What can I say! The book market is large, complex, and ever evolving—and practically as fast as you think you have the hang of something, the ground rules change. Then there is the fact that it is extremely useful to monitor the annual sales cycle a few times and soak up the rhythm of the thing.
I’m also a great believer in not moving until you are ready to move—and then, ideally moving at speed. But, as ever, it depends on the situation. I have also a tendency to take the long view—which many regard as nuts. I don’t find it so.
How do you know when the moment is right? I tend to rely on my inner voice.
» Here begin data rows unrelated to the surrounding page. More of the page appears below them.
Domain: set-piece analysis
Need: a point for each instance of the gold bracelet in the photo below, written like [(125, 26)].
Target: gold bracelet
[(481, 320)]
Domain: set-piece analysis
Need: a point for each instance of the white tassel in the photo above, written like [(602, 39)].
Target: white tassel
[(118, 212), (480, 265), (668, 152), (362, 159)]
Advice may or may not be well meant, but I have found such peer group contributions to be of debatable quality over the years—though it is always tempting to go with the flow.
But, you don’t have to give in to it.
Of course, the price of moving at your own particular pace is high—in all kinds of ways including financial, relationships, and stress—but the price of not being true to yourself is a whole higher, and nothing worth doing is ever easy.
But, it is satisfying.
In this case, given my age (72 next May) I am much influenced by the fact that this will probably be my last significant entrepreneurial venture (don’t count on it)—so I would like to do it right.
I’m not after perfection, just a sense I’m on top of things, and am as prepared as any entrepreneur can be for the inevitable setbacks, unexpected events—and opportunities. Sudden sales success, for instance, can overload your administration and do a great deal of damage. .
The unexpected, as I have written before, is to be expected.
Incidentally, Nicholas Taleb—the intense looking guy pictured below—is the author of BLACK SWAN about precisely that subject. It’s a thought-provoking book.
Frankly, I think there is a great deal to be said for a monthly salary—except the price. I expect most writers and other creative artists would agree.
Are the stresses and insecurities of a creative life worth it?
Well, like most people, I would like a secure comfort zone—but the pleasures, satisfactions, and joys of writing have exceeded my wildest dreams.
I’m downright surprised—but most agreeably so.